By guest authors Irina Patterson and Candice Arnold
Irina: How do you spend time with the entrepreneurs?
Brad: They come to us and we go to them; we spend a lot of time together. I think it’s really us developing that relationship with them. We made an investment recently in a company called Sifteo, I’m thinking of that as an example.
Two of my partners met with them at South by Southwest. I think we saw their TED video earlier, so we were at least familiar with them. Then I was in California a week or two later, so I spent a couple of hours with them and really liked them.

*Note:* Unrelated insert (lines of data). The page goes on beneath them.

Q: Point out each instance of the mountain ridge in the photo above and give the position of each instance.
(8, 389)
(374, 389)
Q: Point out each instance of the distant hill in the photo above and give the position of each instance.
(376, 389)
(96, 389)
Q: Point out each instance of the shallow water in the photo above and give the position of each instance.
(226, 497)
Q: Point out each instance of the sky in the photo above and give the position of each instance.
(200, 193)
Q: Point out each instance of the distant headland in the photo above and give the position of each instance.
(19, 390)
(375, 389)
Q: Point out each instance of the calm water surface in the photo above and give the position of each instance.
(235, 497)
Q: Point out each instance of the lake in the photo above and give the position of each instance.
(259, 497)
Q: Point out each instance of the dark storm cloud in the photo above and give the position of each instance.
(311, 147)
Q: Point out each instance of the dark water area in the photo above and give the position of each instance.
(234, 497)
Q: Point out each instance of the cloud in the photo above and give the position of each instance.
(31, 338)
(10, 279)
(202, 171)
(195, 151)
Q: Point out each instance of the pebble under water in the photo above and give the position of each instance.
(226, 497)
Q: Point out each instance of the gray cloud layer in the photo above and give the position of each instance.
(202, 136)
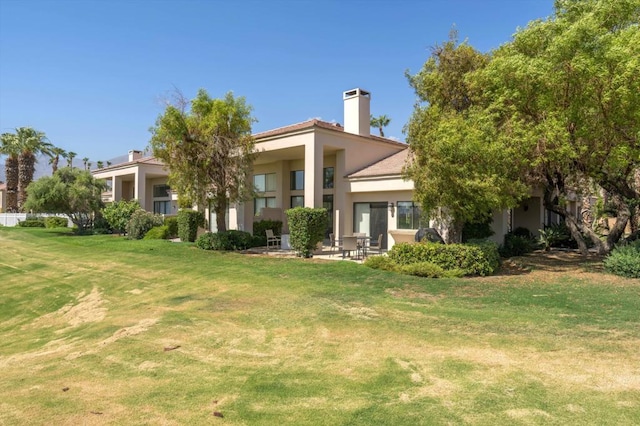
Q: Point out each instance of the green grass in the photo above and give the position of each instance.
(152, 332)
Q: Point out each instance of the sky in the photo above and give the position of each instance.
(95, 74)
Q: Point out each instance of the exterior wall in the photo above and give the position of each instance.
(530, 215)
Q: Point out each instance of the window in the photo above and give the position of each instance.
(297, 180)
(265, 182)
(327, 180)
(409, 215)
(297, 201)
(161, 191)
(162, 207)
(261, 202)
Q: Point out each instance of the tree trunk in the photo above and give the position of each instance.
(11, 174)
(221, 212)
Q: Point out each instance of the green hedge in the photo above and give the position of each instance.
(56, 222)
(306, 228)
(624, 261)
(157, 233)
(228, 240)
(188, 223)
(32, 223)
(141, 222)
(172, 226)
(471, 259)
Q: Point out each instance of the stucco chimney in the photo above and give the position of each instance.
(357, 112)
(134, 155)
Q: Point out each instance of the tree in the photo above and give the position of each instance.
(208, 148)
(380, 123)
(72, 192)
(461, 166)
(56, 153)
(9, 147)
(568, 86)
(70, 156)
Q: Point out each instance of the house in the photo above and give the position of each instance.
(355, 175)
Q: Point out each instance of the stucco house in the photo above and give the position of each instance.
(355, 175)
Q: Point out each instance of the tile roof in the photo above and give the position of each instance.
(391, 165)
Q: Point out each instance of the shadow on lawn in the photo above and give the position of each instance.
(551, 261)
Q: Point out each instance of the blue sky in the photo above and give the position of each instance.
(93, 74)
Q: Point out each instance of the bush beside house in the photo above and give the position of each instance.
(306, 228)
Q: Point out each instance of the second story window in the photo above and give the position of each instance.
(297, 180)
(265, 182)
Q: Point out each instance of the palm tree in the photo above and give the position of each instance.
(30, 142)
(70, 156)
(380, 122)
(56, 153)
(9, 147)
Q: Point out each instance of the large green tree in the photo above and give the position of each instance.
(461, 166)
(208, 147)
(72, 192)
(10, 148)
(569, 86)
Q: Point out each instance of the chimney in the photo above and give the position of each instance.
(357, 115)
(134, 155)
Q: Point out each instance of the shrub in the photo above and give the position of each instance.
(56, 222)
(172, 226)
(624, 261)
(32, 223)
(141, 222)
(516, 245)
(188, 223)
(423, 269)
(118, 214)
(472, 259)
(227, 240)
(157, 233)
(306, 227)
(261, 226)
(381, 262)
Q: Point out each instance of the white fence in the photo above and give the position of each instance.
(12, 219)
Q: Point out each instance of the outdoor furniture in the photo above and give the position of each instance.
(333, 243)
(272, 239)
(377, 246)
(349, 244)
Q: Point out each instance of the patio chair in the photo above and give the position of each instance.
(272, 239)
(376, 246)
(349, 244)
(333, 243)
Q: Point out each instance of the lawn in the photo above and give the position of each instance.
(103, 330)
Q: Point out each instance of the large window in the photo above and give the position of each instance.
(297, 201)
(161, 191)
(261, 202)
(409, 215)
(265, 182)
(297, 180)
(162, 207)
(327, 178)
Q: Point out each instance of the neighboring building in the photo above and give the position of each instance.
(356, 176)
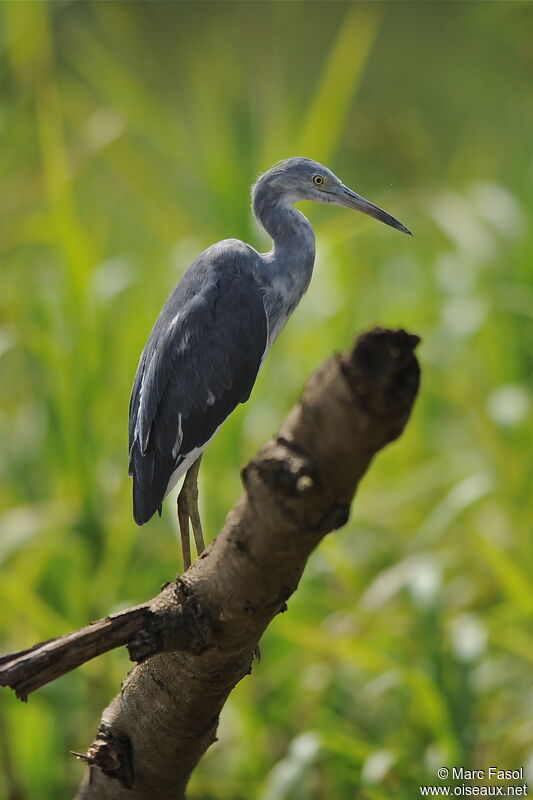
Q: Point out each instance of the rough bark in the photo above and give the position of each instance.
(297, 489)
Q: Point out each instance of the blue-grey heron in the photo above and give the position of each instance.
(208, 343)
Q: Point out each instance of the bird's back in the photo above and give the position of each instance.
(200, 361)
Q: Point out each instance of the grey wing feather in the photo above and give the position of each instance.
(200, 362)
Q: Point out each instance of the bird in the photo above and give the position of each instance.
(212, 335)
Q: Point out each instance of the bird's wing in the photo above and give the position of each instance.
(200, 362)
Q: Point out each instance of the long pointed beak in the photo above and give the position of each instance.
(350, 199)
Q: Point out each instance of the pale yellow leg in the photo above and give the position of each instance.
(188, 510)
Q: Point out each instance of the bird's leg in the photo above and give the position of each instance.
(183, 520)
(188, 510)
(194, 514)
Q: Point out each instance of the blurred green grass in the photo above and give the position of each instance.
(130, 135)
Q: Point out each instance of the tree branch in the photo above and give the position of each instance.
(201, 631)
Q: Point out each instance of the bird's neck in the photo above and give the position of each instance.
(293, 254)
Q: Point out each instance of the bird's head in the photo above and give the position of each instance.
(304, 179)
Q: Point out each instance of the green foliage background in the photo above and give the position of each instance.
(130, 135)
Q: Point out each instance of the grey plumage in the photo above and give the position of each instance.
(205, 350)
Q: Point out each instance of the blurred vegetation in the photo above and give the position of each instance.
(130, 135)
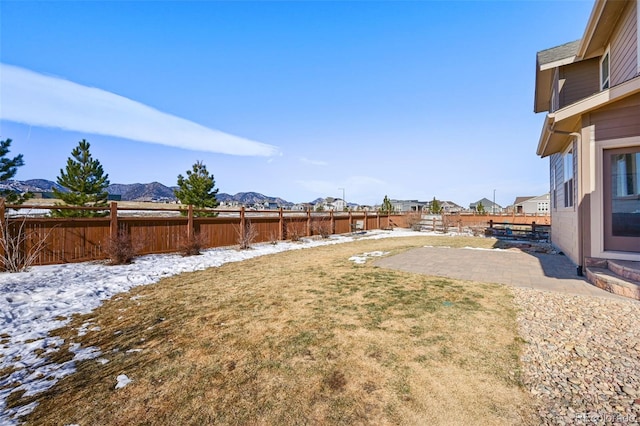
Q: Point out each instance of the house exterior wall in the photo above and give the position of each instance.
(617, 121)
(564, 220)
(564, 234)
(616, 126)
(624, 46)
(577, 81)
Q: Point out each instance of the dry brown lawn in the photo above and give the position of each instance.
(300, 337)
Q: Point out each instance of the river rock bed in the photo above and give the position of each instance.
(581, 359)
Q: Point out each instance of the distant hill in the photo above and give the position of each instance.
(154, 191)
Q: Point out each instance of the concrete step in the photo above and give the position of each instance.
(612, 282)
(625, 268)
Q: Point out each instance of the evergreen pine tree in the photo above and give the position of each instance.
(198, 189)
(386, 206)
(8, 169)
(86, 182)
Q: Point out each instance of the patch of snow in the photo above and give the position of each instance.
(123, 381)
(362, 258)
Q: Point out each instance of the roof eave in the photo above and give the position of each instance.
(557, 125)
(601, 22)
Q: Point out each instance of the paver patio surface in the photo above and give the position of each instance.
(551, 272)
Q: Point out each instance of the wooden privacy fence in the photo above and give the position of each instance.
(65, 240)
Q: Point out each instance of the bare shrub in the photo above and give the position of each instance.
(193, 245)
(17, 255)
(413, 220)
(274, 237)
(247, 237)
(120, 249)
(322, 226)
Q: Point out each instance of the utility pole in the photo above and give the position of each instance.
(345, 201)
(494, 202)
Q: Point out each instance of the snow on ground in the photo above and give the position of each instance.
(35, 302)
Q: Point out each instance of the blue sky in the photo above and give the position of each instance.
(296, 99)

Then one of my other partners was out there the next week, so he spent a couple of hours with them, and by the time the four of us spend time with them, we knew it was something that we were really interested in and wanted to do.
Irina: What do they do?
Brad: They are another company in the human–computer interaction theme. They make varying hardware devices that essentially run an application on them that look like tiny screens. They’re wirelessly connected back to your computer, so the applications are actually running on your computer or the Web but communicate with these little blocks.
The blocks communicate with each other, and inside them are accelerometers, and they have edge detectors. So you can have games that you play with multiple blocks or you can have a learning system that you build out of these blocks. It’s a way of using these computer-enhanced devices for different a mode of entertainment in a computer interaction.
Irina: That’s interesting.
Brad: It’s fascinating. It’s completely programmable, so it’s very flexible. As part of their business, they’re building an apps store that allows developers to build their own applications for these devices. So, when they launch them, you’ll buy the physical hardware, but you’ll also be able to download as many applications as people have built for them.
Irina: Very interesting. So, when you are evaluating a startup, what is the most decisive factor?
Brad: The first step for us is to decide whether it fits within one of our themes. Before we spend any time on something, that’s a key question for us.
If it doesn’t fit within our theme, then we don’t pursue it, with one exception – an entrepreneur we already know whom we think is dynamite. So, there are exceptions to our rule, but they are exceptions. In almost all cases, if it doesn’t fit within our theme, we simply pass because we are not the right group for it.
If it fits within our theme, we go very deep very quickly on two different things. One is the product itself and what we think the product does, and the second is vision of the product and whether it is compelling.